Search code examples
rustiounsafe

Best way to read a raw struct from a file


Background (Skippable)

On linux, the file /var/run/utmp contains several utmp structures, each in raw binary format, following each other in a file. utmp itself is a relatively large (384 bytes on my machine). I am trying to read this file to it's raw data, and them implement checks after the fact that the data makes sense. I'm not new to rust, but this is my first real experience with the unsafe side of things.

Problem Statement

I have a file that contains several c sturct utmps (docs). In rust, I would like to read the entire file into an array of Vec<libc::utmpx>. More specifically, given a reader open to this file, how could I read one struct utmp?

What I have so far

Below are three different implementations of read_raw, which accepts a reader and returns a RawEntry(my alias for struct utmp). Which method is most correct? I am trying to write as performant code as possible, and I am worried that read_raw0 might be slower than the others if it involves memcpys.
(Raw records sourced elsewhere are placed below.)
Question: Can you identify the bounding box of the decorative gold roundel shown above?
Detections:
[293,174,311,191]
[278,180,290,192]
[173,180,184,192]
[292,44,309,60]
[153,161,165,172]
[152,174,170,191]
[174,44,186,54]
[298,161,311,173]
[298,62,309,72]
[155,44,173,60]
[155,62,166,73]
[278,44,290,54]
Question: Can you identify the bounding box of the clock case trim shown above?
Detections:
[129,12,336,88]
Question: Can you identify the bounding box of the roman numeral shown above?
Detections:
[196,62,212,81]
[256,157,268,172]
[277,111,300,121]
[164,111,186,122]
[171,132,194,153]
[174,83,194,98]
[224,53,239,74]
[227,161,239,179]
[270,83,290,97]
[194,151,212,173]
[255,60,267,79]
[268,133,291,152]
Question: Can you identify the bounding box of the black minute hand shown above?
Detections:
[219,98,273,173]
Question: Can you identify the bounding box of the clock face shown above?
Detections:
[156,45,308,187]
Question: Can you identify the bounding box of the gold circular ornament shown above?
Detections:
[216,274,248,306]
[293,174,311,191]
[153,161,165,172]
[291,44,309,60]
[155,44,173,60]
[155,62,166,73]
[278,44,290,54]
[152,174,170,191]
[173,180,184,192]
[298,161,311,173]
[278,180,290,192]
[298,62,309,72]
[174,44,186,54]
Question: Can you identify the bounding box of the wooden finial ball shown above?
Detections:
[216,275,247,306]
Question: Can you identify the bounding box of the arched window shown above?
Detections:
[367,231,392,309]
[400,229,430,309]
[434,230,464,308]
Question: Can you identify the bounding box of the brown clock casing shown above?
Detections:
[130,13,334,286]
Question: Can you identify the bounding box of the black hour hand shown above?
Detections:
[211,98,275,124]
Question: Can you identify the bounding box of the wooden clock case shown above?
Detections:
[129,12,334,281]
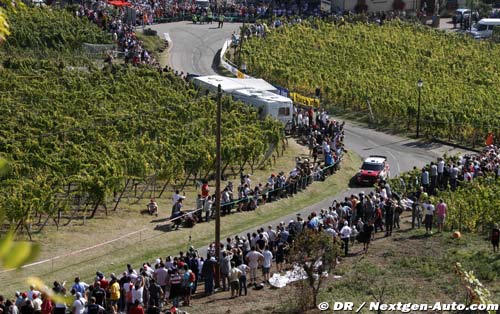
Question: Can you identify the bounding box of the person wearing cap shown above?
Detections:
[0,295,8,314]
[148,198,158,217]
[340,221,352,256]
[422,199,435,234]
[16,292,30,309]
[32,292,43,313]
[201,256,217,295]
[491,223,500,252]
[108,273,120,314]
[15,291,23,309]
[72,292,86,314]
[129,300,144,314]
[28,285,40,301]
[92,281,106,307]
[71,277,89,295]
[87,297,105,314]
[245,246,264,285]
[436,198,448,232]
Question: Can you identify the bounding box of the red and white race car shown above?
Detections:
[356,155,390,184]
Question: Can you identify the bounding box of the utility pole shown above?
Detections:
[417,79,424,138]
[214,84,222,288]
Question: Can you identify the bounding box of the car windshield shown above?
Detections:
[361,162,384,171]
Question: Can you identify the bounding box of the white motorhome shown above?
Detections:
[193,75,293,125]
[469,19,500,39]
[231,89,293,125]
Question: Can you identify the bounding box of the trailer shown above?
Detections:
[192,75,293,125]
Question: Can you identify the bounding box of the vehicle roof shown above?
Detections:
[364,156,386,164]
[233,88,292,105]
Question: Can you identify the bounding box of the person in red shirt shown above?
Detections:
[129,300,144,314]
[201,180,210,199]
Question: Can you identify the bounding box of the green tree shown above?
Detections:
[290,229,340,308]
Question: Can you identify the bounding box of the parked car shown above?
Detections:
[468,19,500,39]
[356,155,390,184]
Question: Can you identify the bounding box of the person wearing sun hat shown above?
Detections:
[491,223,500,252]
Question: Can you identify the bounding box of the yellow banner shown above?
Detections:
[290,92,319,108]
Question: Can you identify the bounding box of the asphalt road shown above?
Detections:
[148,22,468,254]
[151,21,241,75]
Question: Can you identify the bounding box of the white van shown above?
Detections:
[469,19,500,39]
[231,89,293,125]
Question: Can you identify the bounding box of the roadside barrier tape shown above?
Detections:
[0,153,343,274]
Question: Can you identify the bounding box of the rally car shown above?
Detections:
[356,155,390,184]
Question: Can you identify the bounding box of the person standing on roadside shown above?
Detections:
[491,224,500,252]
[262,245,273,283]
[217,12,225,28]
[384,200,394,237]
[423,201,435,234]
[246,246,264,285]
[436,198,448,232]
[411,196,422,229]
[437,157,444,189]
[421,167,430,193]
[229,261,242,298]
[429,162,438,195]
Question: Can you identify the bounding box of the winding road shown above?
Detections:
[151,21,241,75]
[148,22,468,248]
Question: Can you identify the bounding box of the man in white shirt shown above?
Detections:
[172,190,182,205]
[238,264,250,296]
[262,245,273,283]
[73,292,86,314]
[266,225,276,251]
[438,158,444,187]
[28,285,40,301]
[423,201,435,234]
[246,246,264,284]
[340,221,352,256]
[33,292,42,313]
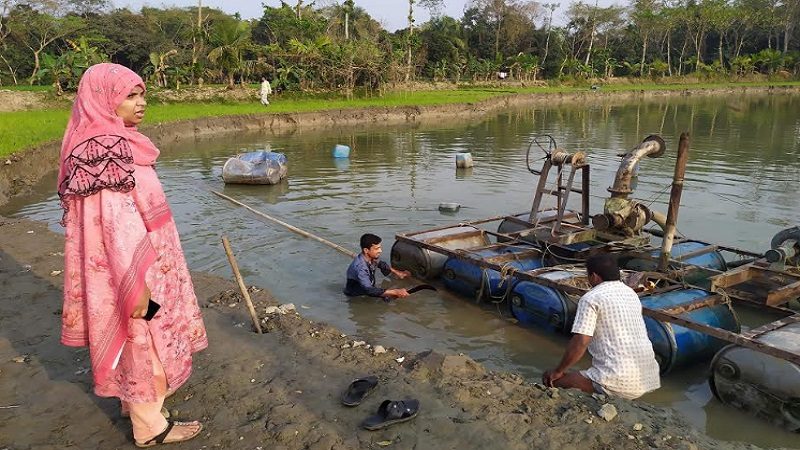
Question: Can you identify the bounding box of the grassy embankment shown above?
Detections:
[0,82,800,157]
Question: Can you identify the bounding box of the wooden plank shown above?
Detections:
[742,314,800,338]
[662,294,726,316]
[673,245,719,262]
[642,308,800,366]
[766,281,800,306]
[425,229,484,244]
[711,264,753,291]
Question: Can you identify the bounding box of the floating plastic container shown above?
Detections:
[391,226,489,280]
[620,241,727,284]
[456,153,475,169]
[222,151,289,184]
[333,144,350,158]
[439,202,461,212]
[642,289,740,373]
[510,270,588,333]
[442,245,542,300]
[709,323,800,433]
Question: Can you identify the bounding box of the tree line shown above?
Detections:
[0,0,800,92]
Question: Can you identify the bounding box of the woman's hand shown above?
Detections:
[131,286,150,319]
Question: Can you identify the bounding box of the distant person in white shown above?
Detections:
[259,78,272,106]
[542,254,661,400]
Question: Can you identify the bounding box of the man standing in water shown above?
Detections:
[344,233,411,298]
[259,77,272,106]
[542,254,661,400]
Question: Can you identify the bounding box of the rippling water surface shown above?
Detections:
[5,95,800,447]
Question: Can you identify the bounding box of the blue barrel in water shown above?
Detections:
[510,270,586,333]
[620,241,727,284]
[442,245,543,300]
[642,289,740,373]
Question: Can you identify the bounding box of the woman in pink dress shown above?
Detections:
[58,63,208,447]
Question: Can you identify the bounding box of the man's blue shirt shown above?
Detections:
[344,253,392,297]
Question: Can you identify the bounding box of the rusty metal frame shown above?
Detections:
[396,230,800,365]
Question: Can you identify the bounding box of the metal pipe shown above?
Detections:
[658,133,689,271]
[608,134,667,198]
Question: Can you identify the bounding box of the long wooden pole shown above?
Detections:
[211,191,356,258]
[222,236,264,334]
[658,133,689,272]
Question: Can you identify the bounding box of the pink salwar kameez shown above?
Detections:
[58,64,208,442]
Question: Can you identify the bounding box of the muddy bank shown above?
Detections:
[0,83,800,205]
[0,219,768,450]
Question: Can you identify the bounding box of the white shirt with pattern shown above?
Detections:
[572,281,661,399]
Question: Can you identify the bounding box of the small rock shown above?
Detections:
[597,403,617,422]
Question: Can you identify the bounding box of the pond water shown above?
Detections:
[6,94,800,447]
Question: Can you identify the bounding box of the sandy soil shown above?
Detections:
[0,86,792,450]
[0,219,764,449]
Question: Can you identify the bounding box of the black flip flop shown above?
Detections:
[361,399,419,431]
[342,375,378,406]
[406,284,436,294]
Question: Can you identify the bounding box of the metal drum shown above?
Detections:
[620,241,727,284]
[709,323,800,432]
[442,244,543,300]
[510,270,588,333]
[642,289,740,373]
[391,226,489,280]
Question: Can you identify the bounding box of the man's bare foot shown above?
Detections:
[136,421,203,448]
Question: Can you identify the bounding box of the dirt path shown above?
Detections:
[0,86,792,450]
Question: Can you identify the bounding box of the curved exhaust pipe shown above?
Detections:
[608,134,667,198]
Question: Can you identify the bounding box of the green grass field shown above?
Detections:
[0,82,800,157]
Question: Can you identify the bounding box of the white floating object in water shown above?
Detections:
[222,151,289,184]
[333,144,350,158]
[439,202,461,212]
[456,153,473,169]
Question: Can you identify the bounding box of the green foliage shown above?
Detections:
[35,36,108,95]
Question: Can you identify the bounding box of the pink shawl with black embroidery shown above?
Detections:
[58,63,172,383]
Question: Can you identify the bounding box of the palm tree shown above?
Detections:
[208,21,250,89]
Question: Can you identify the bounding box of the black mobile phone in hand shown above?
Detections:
[142,298,161,320]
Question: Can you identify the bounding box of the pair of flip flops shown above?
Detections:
[342,376,419,431]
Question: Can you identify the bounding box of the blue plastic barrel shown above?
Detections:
[510,270,585,333]
[333,144,350,158]
[642,289,740,373]
[621,241,727,284]
[442,245,542,300]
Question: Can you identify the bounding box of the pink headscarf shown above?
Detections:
[58,63,159,209]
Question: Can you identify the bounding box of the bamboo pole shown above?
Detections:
[211,191,356,258]
[658,133,689,272]
[222,236,264,334]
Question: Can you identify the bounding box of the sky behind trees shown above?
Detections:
[112,0,588,31]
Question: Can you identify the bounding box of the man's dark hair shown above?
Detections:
[361,233,381,250]
[586,253,619,281]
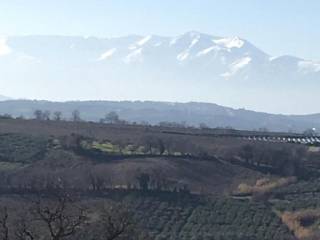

What is the best/fastest way to accomplish this behavior?

use std::io::Read;
use libc::utmpx as RawEntry;

const RawEntrySize = std::mem::size_of::<RawEntry>();
type RawEntryBuffer = [u8; RawEntrySize];

/// Read a raw utmpx struct
// After testing, this method doesn't work
pub fn read_raw0<R: Read>(reader: &mut R) -> RawEntry {
    let mut entry: RawEntry = unsafe { std::mem::zeroed() };
    unsafe {
        let mut entry_buf = std::mem::transmute::<RawEntry, RawEntryBuffer>(entry);
        reader.read_exact(&mut entry_buf[..]);
    }
    return entry;
}

/// Read a raw utmpx struct
pub fn read_raw1<R: Read>(reader: &mut R) -> RawEntry {
    // Worried this could cause alignment issues, or maybe it's okay 
    // because transmute copies
    let mut buffer: RawEntryBuffer = [0; RawEntrySize];
    reader.read_exact(&mut buffer[..]);
    let entry = unsafe {
        std::mem::transmute::<RawEntryBuffer, RawEntry>(buffer)
    };
    return entry;
}

/// Read a raw utmpx struct
pub fn read_raw2<R: Read>(reader: &mut R) -> RawEntry {
    let mut entry: RawEntry = unsafe { std::mem::zeroed() };
    unsafe {
        let entry_ptr = std::mem::transmute::<&mut RawEntry, *mut u8>(&mut entry);
        let entry_slice = std::slice::from_raw_parts_mut(entry_ptr, RawEntrySize);
        reader.read_exact(entry_slice);
    }
    return entry;
}

Note: After more testing, it appears read_raw0 doesn't work. I believe this is because transmute creates a new buffer instead of referencing the struct.


Solution

  • This is what I came up with, which I imagine should be about as fast as it gets to read a single entry. It follows the spirit of your last entry, but avoids the transmute (Transmuting &mut T to *mut u8 can be done with two casts: t as *mut T as *mut u8). Also it uses MaybeUninit instead of zeroed to be a bit more explicit (The assembly is likely the same once optimized). Lastly, the function will be unsafe either way, so we may as well mark it as such and do away with the unsafe blocks.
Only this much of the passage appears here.